After bringing the blood-drenched glory of ancient Rome and the carnivorous treachery of the Elizabethan court to the big screen, the prospect of writing about the lives of a group of well-to-do Sussex villagers in microscopic detail might seem a little... well, dull.

Not so, says the twice Oscar-nominated screenwriter, playwright and novelist behind Shadowlands, Elizabeth: The Golden Age and Gladiator.

William Nicholson’s new novel The Secret Intensity Of Everyday Life does exactly what it says on the tin, prying as it does into the innermost thoughts of a small cast of ordinary people to provide a genuinely moving account of their relationships, their struggles, and their frustrated ambitions.

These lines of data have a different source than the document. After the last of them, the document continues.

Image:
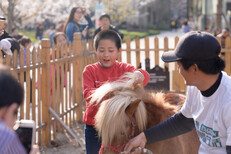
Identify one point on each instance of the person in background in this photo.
(72, 24)
(25, 43)
(105, 22)
(107, 46)
(8, 43)
(185, 27)
(39, 31)
(217, 31)
(15, 34)
(11, 97)
(223, 35)
(59, 40)
(207, 107)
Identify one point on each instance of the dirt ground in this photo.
(65, 144)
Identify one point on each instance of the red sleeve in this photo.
(88, 83)
(131, 68)
(146, 76)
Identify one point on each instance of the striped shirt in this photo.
(9, 141)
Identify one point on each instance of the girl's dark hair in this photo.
(57, 34)
(11, 91)
(25, 40)
(104, 15)
(211, 66)
(107, 35)
(70, 18)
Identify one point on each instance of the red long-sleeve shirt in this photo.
(94, 76)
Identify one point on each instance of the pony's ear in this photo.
(131, 109)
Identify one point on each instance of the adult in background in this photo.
(11, 97)
(72, 24)
(16, 34)
(105, 22)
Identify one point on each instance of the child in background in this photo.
(108, 47)
(59, 39)
(25, 43)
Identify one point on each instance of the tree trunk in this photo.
(10, 15)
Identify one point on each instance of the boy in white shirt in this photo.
(208, 100)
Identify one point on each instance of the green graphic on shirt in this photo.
(208, 135)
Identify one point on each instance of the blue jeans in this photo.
(93, 143)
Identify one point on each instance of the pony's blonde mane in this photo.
(111, 117)
(123, 83)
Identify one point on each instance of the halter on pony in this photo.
(119, 148)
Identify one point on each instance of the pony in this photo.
(126, 109)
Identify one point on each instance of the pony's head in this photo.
(121, 111)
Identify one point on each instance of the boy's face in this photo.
(61, 40)
(107, 52)
(105, 22)
(188, 75)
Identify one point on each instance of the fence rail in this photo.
(52, 79)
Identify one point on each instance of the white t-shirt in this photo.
(212, 116)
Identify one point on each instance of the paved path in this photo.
(170, 34)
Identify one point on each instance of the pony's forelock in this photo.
(112, 114)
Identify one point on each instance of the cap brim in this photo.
(170, 56)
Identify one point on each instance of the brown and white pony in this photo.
(126, 110)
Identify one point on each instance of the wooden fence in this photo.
(54, 81)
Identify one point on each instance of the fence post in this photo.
(227, 55)
(128, 50)
(78, 74)
(45, 91)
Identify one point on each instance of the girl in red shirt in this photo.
(108, 47)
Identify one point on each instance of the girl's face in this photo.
(78, 14)
(28, 45)
(61, 40)
(107, 53)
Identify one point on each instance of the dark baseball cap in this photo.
(104, 15)
(2, 18)
(194, 45)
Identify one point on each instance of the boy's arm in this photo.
(146, 76)
(174, 126)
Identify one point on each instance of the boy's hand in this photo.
(138, 141)
(139, 77)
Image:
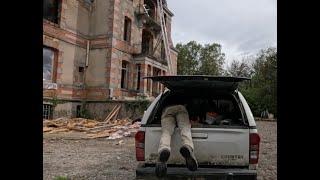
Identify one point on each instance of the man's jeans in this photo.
(170, 116)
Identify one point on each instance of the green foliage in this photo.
(194, 58)
(61, 178)
(261, 94)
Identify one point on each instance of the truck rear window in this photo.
(204, 109)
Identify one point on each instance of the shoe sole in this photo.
(190, 162)
(161, 169)
(164, 155)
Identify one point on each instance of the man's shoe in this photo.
(191, 162)
(161, 166)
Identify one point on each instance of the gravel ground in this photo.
(67, 155)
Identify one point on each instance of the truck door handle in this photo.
(199, 136)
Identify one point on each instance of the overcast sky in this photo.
(240, 26)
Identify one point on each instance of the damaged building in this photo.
(97, 51)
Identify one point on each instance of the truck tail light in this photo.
(254, 148)
(139, 137)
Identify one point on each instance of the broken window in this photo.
(151, 8)
(165, 18)
(147, 42)
(127, 29)
(78, 111)
(149, 80)
(138, 76)
(124, 75)
(51, 10)
(81, 74)
(48, 64)
(47, 111)
(163, 52)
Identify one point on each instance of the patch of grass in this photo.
(61, 178)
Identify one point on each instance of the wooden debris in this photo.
(113, 128)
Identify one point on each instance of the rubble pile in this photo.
(112, 129)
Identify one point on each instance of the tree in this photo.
(240, 69)
(193, 58)
(262, 94)
(188, 58)
(211, 60)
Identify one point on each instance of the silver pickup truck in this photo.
(228, 150)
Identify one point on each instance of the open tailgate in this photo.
(199, 81)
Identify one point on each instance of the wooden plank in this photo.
(114, 108)
(112, 115)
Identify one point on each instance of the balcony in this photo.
(147, 15)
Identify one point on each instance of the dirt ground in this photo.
(67, 155)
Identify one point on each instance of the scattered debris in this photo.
(124, 168)
(110, 129)
(120, 142)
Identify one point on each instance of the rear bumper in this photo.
(201, 173)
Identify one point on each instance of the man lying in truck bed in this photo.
(225, 139)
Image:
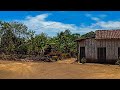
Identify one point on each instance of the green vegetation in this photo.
(83, 60)
(18, 42)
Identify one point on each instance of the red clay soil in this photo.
(57, 70)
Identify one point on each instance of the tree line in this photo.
(17, 40)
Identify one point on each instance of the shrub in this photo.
(83, 60)
(55, 58)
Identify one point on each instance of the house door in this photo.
(82, 52)
(101, 53)
(118, 52)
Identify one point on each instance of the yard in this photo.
(57, 70)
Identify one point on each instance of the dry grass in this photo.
(57, 70)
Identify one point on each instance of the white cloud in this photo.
(102, 15)
(40, 24)
(107, 25)
(95, 18)
(88, 15)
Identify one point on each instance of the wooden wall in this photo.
(91, 46)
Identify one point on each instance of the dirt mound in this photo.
(67, 61)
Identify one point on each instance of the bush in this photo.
(55, 58)
(83, 60)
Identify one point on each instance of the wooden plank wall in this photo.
(91, 46)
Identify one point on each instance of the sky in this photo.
(52, 22)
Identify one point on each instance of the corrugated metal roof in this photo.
(107, 34)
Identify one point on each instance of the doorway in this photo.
(101, 53)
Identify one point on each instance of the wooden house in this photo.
(103, 48)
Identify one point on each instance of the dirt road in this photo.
(57, 70)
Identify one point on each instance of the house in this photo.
(104, 47)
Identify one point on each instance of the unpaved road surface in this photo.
(57, 70)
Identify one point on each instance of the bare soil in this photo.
(65, 69)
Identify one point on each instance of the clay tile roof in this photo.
(107, 34)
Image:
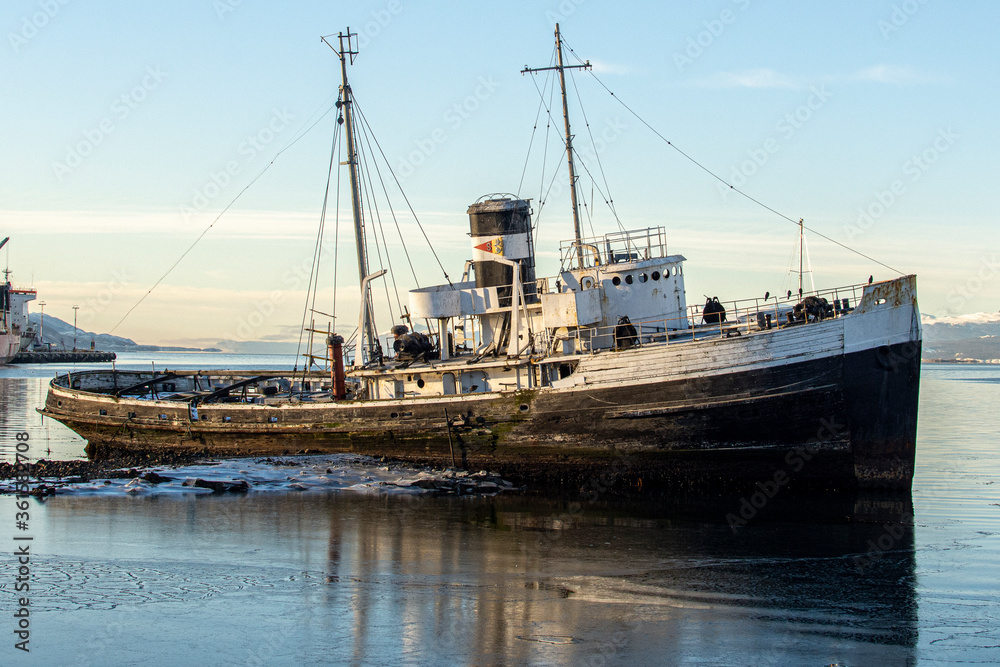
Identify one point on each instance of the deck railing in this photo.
(743, 317)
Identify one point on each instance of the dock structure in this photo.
(63, 357)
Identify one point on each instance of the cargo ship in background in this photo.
(16, 333)
(600, 378)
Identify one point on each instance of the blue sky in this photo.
(128, 127)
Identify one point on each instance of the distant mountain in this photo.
(60, 335)
(974, 337)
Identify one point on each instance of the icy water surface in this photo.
(356, 567)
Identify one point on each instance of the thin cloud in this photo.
(754, 78)
(895, 75)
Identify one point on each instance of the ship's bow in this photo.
(882, 346)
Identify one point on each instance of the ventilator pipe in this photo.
(335, 344)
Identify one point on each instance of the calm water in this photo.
(374, 577)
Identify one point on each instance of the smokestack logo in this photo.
(493, 246)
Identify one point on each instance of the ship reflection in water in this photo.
(364, 578)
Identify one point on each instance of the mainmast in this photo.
(347, 104)
(569, 137)
(801, 240)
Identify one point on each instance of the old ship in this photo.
(601, 377)
(16, 332)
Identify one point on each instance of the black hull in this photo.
(835, 424)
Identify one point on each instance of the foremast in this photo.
(561, 68)
(366, 333)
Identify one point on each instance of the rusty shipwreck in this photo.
(601, 376)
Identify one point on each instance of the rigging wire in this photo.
(579, 158)
(538, 114)
(205, 231)
(726, 183)
(312, 286)
(368, 195)
(412, 212)
(597, 155)
(385, 191)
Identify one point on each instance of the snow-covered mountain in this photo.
(962, 337)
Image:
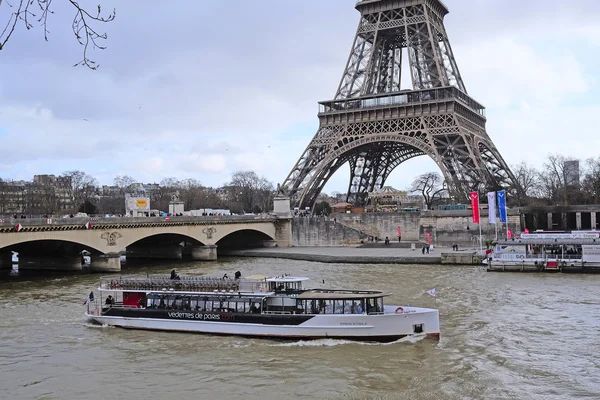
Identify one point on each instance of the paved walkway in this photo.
(350, 254)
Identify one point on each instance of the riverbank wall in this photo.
(443, 227)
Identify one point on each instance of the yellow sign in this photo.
(141, 203)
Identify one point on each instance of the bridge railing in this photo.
(4, 222)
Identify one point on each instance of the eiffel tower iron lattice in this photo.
(375, 126)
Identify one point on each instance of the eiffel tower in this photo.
(374, 125)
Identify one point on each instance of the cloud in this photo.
(202, 98)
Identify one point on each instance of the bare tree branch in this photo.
(14, 18)
(82, 27)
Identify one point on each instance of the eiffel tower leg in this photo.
(374, 126)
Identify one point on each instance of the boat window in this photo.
(338, 307)
(327, 307)
(300, 306)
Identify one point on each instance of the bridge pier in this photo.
(149, 252)
(110, 262)
(6, 260)
(54, 263)
(204, 253)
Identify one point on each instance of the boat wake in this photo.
(97, 325)
(342, 342)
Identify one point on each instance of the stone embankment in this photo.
(364, 255)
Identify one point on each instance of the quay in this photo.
(572, 269)
(365, 255)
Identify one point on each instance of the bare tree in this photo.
(251, 192)
(528, 178)
(431, 186)
(29, 12)
(555, 183)
(591, 182)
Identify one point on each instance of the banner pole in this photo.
(480, 239)
(479, 212)
(496, 229)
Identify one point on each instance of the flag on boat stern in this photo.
(492, 207)
(475, 206)
(502, 205)
(89, 299)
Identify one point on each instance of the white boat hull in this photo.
(385, 327)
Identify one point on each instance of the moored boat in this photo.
(272, 307)
(576, 251)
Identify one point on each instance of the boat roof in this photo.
(287, 279)
(340, 294)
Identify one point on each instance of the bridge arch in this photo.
(244, 238)
(27, 241)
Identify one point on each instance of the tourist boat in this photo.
(547, 251)
(271, 307)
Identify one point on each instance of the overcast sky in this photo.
(202, 89)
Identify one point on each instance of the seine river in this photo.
(504, 336)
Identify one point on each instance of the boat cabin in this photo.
(285, 284)
(276, 295)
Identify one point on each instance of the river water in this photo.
(504, 336)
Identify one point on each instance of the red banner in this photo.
(475, 206)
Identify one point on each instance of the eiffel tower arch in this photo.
(375, 126)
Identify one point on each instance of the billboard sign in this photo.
(137, 204)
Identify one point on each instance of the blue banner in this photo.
(502, 205)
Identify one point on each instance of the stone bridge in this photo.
(58, 243)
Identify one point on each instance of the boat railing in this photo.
(277, 312)
(184, 283)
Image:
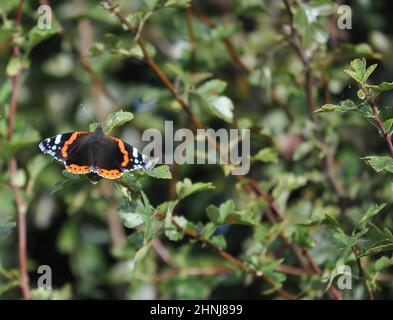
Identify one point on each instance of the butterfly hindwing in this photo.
(129, 158)
(84, 152)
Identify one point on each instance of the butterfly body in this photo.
(83, 152)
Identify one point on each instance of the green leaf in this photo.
(344, 106)
(186, 187)
(380, 163)
(379, 247)
(266, 155)
(223, 107)
(16, 64)
(372, 211)
(173, 232)
(219, 241)
(37, 35)
(359, 72)
(5, 228)
(212, 88)
(383, 263)
(388, 124)
(181, 4)
(135, 213)
(160, 172)
(384, 86)
(219, 215)
(226, 214)
(117, 119)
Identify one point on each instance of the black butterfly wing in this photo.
(116, 156)
(63, 145)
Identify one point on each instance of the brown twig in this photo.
(387, 135)
(197, 123)
(193, 234)
(12, 166)
(193, 272)
(227, 42)
(362, 274)
(191, 35)
(164, 254)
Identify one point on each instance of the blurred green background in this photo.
(88, 58)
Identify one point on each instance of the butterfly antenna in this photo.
(88, 113)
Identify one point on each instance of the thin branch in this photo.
(362, 274)
(197, 123)
(228, 43)
(295, 41)
(387, 135)
(191, 35)
(193, 272)
(193, 234)
(12, 167)
(164, 254)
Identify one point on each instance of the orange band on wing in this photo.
(64, 149)
(126, 158)
(74, 168)
(110, 174)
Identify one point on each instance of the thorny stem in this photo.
(193, 234)
(13, 167)
(378, 120)
(362, 274)
(197, 123)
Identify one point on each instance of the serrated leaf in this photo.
(383, 263)
(5, 228)
(380, 163)
(160, 172)
(186, 187)
(372, 211)
(219, 241)
(344, 106)
(135, 213)
(117, 119)
(266, 155)
(212, 88)
(224, 108)
(384, 86)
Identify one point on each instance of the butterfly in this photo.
(83, 152)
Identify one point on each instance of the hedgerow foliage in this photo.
(319, 192)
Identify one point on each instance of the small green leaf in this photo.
(383, 263)
(219, 241)
(359, 72)
(224, 108)
(212, 88)
(5, 228)
(160, 172)
(186, 187)
(384, 86)
(344, 106)
(181, 4)
(372, 211)
(266, 155)
(135, 213)
(380, 163)
(117, 119)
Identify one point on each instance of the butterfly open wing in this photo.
(60, 146)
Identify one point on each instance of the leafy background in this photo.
(319, 192)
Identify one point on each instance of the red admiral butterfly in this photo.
(84, 152)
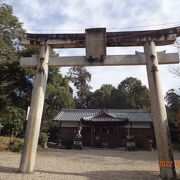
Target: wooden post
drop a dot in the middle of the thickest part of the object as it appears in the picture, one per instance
(160, 120)
(92, 136)
(34, 120)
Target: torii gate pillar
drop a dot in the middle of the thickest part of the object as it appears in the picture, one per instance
(160, 120)
(34, 120)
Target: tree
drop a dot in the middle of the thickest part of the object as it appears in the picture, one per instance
(9, 26)
(173, 100)
(130, 94)
(13, 122)
(173, 105)
(101, 98)
(58, 95)
(80, 77)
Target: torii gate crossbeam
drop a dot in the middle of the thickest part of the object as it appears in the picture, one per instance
(96, 41)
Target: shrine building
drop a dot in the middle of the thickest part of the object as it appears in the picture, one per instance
(106, 128)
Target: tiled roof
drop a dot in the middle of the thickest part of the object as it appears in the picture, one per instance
(134, 115)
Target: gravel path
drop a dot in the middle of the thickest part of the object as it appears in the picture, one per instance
(87, 164)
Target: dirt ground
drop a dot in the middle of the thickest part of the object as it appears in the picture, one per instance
(86, 164)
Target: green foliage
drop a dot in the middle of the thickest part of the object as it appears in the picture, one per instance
(13, 121)
(68, 144)
(173, 100)
(133, 94)
(43, 138)
(129, 94)
(58, 96)
(10, 25)
(16, 145)
(80, 77)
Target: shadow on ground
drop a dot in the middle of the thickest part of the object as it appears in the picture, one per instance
(92, 175)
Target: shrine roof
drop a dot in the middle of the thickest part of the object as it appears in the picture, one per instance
(132, 115)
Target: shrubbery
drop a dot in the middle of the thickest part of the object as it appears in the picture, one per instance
(16, 145)
(43, 139)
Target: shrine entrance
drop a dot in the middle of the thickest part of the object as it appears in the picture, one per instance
(95, 41)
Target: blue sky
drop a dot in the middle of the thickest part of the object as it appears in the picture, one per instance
(67, 16)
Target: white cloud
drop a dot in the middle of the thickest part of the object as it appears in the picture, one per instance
(116, 15)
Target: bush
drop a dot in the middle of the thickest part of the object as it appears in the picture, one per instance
(43, 139)
(16, 145)
(67, 143)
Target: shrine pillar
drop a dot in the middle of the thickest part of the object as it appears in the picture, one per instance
(160, 121)
(34, 120)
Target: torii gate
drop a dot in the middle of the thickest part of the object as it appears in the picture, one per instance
(95, 41)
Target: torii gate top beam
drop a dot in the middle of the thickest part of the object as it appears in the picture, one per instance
(113, 39)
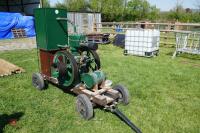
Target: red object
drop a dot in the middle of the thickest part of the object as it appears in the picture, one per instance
(13, 122)
(46, 60)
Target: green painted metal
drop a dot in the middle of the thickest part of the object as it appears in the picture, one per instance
(69, 77)
(51, 33)
(74, 42)
(91, 79)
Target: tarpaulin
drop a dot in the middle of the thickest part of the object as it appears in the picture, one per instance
(9, 21)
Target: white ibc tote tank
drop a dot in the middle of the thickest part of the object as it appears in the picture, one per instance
(142, 42)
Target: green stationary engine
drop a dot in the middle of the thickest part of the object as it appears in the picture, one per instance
(74, 60)
(70, 62)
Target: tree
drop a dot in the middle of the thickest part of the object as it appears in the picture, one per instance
(140, 10)
(73, 5)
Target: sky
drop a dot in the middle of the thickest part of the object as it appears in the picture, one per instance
(164, 5)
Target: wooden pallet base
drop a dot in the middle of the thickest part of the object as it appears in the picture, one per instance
(7, 68)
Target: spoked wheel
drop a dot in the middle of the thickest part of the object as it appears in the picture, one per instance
(84, 106)
(93, 59)
(124, 94)
(38, 81)
(67, 68)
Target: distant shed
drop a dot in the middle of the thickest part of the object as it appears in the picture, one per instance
(20, 6)
(85, 21)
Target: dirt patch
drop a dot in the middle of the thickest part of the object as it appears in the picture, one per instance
(14, 44)
(190, 63)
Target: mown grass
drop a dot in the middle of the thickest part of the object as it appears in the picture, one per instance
(165, 95)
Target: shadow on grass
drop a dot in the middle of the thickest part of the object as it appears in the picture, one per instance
(9, 119)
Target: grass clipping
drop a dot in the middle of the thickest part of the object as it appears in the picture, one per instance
(7, 68)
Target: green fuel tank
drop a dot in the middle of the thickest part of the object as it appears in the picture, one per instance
(91, 79)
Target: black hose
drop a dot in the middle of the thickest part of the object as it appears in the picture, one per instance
(126, 120)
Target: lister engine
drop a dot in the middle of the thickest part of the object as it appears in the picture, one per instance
(71, 63)
(66, 60)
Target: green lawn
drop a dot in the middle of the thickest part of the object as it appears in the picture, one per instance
(165, 96)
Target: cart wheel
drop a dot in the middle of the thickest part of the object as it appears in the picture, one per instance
(38, 81)
(84, 106)
(124, 94)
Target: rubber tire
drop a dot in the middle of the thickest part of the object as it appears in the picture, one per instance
(124, 94)
(38, 81)
(97, 59)
(62, 69)
(88, 114)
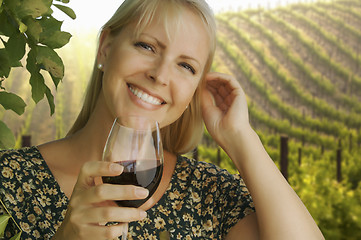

The 61-year-old has made his name in the notoriously cut-throat world of Hollywood for epic screenwriting that places big characters in big situations, but sitting in the garden room of his Barcombe home, it’s on the subject of a more everyday brand of heroism that he’s at his most animated.

“All the characters in the book have dreams and dramas and must cope with the fact that life doesn’t always deliver what you want, but it still goes on. Maybe you won’t get that next job, or you’re always worried about money, or your marriage isn’t as glorious as it should be – the book is a celebration of the resilience of ordinary lives.”

In the novel, Laura finds her feelings for a university love undimmed 20 years later, TV writer Henry is fuming about his lack of recognition for a new series, and farmer Martin resents the swarm of yummy mummies and over-privileged kids that have descended on the village. It’s this focus on ordinary lives that has already won praise from a clutch of admired writers – Labyrinth author Kate Mosse among them – but a cast of semi-rural 40-somethings and prep-school kids made almost every publisher run a mile.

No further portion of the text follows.